Previously, the Ministry of Industry and Trade suggested that the government transfer the Quang Son cement plant to Vicem from Vinaincon. Under the proposal, Vicem would back the loans taken out by Vinaincon for the Quang Son cement plant. Formerly known as the Thai Nguyen cement plant, Quang Son started commercial operation in July 2011 with a cement production capacity of 1.5Mt/yr.
Mexico: Grupo Cementos de Chihuahua’s (GCC) net sales rose by 11.4% year-on-year to US$399m in the first half of 2018 from US$358m in the same period in 2017. Its earnings before interest, taxation, depreciation and amortisation (EBITDA) grew by 22% to US$115m from US$94.2m.
Its US sales rose by 11.1% to US$283m and its Mexican sales rose by 7% to US$60m. Cement sales volumes increased by 6.1% and 2.5% in the US and Mexico respectively. However, the cement producer reported falling sales volumes in the second quarter of 2018 in the US due to poor weather in Iowa, North Dakota and South Dakota and delays in paving projects.
Nigeria: Lafarge Africa is considering raising up to US$248m in a share sale. The sale will take place in the fourth quarter of 2018 said chief financial officer Bruno Bayet whilst reporting the company’s half-year results, according to Bloomberg.

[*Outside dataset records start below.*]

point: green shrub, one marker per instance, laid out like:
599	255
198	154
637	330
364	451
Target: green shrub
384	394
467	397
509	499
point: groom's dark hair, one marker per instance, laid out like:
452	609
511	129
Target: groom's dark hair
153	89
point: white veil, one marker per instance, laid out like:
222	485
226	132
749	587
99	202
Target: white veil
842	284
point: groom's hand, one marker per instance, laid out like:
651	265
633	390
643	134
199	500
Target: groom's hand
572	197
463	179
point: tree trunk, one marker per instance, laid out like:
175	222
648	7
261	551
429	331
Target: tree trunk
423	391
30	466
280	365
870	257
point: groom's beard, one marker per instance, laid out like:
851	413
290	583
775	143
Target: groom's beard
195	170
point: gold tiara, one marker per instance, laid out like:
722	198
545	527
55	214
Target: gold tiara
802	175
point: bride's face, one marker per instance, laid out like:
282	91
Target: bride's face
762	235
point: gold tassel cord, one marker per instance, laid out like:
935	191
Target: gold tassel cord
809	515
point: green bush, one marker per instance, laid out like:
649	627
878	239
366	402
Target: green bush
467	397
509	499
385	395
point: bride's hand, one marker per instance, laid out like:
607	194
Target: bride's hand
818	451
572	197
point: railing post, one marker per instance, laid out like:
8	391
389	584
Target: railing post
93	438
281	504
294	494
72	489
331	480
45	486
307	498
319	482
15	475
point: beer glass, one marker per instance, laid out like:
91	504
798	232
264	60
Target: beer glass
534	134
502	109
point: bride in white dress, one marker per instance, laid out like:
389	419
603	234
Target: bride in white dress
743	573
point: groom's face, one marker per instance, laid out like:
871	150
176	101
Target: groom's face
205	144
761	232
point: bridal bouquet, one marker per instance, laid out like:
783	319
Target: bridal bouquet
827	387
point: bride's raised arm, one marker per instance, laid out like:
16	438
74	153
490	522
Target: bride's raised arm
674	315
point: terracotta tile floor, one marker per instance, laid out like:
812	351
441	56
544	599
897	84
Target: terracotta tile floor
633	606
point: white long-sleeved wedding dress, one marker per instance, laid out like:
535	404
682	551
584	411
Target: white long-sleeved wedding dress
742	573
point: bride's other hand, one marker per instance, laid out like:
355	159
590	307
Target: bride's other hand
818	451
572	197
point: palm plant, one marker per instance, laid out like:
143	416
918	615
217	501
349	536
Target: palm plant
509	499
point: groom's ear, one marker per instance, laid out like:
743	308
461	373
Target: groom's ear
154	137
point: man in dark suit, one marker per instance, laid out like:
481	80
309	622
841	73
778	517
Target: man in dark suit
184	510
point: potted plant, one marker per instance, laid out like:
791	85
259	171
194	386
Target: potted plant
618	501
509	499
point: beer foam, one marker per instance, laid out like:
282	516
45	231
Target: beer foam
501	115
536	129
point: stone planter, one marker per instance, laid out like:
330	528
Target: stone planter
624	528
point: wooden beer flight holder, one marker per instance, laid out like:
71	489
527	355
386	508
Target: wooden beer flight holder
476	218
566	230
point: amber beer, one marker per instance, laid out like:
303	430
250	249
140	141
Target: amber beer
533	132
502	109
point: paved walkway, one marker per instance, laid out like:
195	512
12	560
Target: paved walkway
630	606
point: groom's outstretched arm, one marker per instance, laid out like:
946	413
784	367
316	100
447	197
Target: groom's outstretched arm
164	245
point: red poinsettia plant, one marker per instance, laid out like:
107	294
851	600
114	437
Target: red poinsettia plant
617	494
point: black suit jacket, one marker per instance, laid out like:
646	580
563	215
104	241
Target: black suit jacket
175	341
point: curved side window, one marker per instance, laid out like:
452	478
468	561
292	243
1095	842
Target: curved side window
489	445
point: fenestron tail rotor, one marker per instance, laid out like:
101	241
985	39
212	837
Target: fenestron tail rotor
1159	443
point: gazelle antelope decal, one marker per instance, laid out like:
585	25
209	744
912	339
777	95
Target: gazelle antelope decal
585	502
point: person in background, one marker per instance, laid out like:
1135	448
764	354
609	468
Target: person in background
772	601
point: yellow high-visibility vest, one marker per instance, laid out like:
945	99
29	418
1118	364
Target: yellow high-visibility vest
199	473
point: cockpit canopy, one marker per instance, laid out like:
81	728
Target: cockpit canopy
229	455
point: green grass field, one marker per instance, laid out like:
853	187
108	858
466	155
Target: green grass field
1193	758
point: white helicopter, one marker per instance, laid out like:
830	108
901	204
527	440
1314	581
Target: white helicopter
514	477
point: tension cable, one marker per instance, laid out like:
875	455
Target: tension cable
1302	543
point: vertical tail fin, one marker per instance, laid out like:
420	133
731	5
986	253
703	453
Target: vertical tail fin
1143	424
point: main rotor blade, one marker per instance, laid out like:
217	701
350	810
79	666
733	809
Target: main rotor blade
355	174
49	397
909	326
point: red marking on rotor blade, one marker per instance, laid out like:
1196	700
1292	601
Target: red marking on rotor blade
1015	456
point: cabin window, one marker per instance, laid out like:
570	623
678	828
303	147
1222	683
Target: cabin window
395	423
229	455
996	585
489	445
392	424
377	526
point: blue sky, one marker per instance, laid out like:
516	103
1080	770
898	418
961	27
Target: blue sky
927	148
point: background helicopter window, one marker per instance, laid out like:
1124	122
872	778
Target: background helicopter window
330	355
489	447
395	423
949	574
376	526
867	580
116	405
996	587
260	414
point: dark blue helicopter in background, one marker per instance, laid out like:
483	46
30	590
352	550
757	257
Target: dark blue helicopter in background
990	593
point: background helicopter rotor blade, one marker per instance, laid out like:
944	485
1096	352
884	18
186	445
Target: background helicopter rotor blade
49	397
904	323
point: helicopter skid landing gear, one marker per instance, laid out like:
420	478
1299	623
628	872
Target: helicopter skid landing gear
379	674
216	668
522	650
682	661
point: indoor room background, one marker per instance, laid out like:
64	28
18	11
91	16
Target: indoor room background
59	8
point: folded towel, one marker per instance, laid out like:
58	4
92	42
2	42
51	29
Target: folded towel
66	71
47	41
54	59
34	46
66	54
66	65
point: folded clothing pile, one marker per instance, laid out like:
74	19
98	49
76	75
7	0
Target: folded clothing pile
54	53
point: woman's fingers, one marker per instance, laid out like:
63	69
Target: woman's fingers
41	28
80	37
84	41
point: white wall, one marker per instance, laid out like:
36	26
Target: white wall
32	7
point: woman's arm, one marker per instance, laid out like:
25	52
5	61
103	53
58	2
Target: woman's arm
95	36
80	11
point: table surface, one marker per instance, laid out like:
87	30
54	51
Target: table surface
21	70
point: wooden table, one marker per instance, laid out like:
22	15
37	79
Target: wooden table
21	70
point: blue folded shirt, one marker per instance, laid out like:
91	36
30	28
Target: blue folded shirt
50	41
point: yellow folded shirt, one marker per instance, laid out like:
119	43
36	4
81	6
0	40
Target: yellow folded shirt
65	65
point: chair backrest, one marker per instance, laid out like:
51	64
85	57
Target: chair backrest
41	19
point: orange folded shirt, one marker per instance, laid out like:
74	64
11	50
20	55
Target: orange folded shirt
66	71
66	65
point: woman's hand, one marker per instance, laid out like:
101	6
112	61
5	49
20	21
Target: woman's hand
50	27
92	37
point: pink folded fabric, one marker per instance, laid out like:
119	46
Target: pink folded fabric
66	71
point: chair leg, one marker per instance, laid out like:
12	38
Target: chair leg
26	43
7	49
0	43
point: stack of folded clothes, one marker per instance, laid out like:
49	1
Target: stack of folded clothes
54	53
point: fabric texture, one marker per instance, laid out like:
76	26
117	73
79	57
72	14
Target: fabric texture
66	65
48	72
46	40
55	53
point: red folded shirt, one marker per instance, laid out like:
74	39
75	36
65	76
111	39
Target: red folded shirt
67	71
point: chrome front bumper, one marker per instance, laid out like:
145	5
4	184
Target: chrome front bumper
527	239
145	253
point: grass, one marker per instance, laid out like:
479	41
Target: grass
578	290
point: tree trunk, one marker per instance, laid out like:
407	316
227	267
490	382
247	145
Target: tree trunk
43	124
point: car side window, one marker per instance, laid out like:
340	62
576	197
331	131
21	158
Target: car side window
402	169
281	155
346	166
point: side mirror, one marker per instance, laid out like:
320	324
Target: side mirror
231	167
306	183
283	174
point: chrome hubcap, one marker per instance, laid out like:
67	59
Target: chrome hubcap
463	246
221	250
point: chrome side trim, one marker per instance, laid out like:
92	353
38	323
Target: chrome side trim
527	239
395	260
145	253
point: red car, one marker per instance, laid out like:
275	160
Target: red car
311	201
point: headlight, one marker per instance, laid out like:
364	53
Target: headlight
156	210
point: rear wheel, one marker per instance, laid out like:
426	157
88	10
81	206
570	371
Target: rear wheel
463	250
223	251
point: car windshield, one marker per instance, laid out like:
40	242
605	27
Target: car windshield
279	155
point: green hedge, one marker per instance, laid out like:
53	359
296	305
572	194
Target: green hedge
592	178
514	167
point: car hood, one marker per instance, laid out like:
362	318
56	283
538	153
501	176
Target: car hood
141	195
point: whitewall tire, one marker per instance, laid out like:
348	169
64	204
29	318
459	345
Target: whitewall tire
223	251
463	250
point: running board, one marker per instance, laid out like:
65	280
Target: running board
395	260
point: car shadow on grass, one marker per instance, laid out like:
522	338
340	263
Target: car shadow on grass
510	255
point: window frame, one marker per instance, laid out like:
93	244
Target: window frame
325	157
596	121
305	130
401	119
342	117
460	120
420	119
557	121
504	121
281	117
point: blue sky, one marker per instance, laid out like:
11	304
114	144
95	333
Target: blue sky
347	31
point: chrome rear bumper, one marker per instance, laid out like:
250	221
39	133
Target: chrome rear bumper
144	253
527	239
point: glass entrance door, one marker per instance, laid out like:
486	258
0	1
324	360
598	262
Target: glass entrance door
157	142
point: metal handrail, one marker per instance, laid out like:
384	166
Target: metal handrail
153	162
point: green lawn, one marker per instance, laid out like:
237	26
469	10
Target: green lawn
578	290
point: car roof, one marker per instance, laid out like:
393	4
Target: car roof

Its sales rose by 5% year-on-year to US$448m in the first half of 2018 from US$427m in the same period in 2017. However, its earnings before interest, taxation, depreciation and amortisation (EBITDA) fell by 25% to US$76.4m from US$102m. The subsidiary of Switzerland’s LafargeHolcim blamed its falling earnings on poor performance in South Africa.
National Company Law Appellate Tribunal dismisses appeal by Indian cement producers against fine 25 July 2018
India: The National Company Law Appellate Tribunal (NCLAT) has dismissed an appeal by cement producers against a US$975m fine for alleged cartel-like behaviour. The Competition Commission of India penalised 11 cement companies in August 2016, according to the Press Trust of India. The companies included UltraTech Cement, ACC, Ambuja, Ramco and JK Cement and the Cement Manufacturers’ Association (CMA). UltraTech Cement has been fined US$171m, the highest amount in the group.
Ukraine: Cement production fell by 3.5% year-on-year to 4.01Mt in the first half of 2018. In June 2018 production rose by 5.2% year-on-year to 1.03Mt, according to the Ukrainian News Agency. In 2017 the country’s cement production increased by 2.3% to 9.31Mt.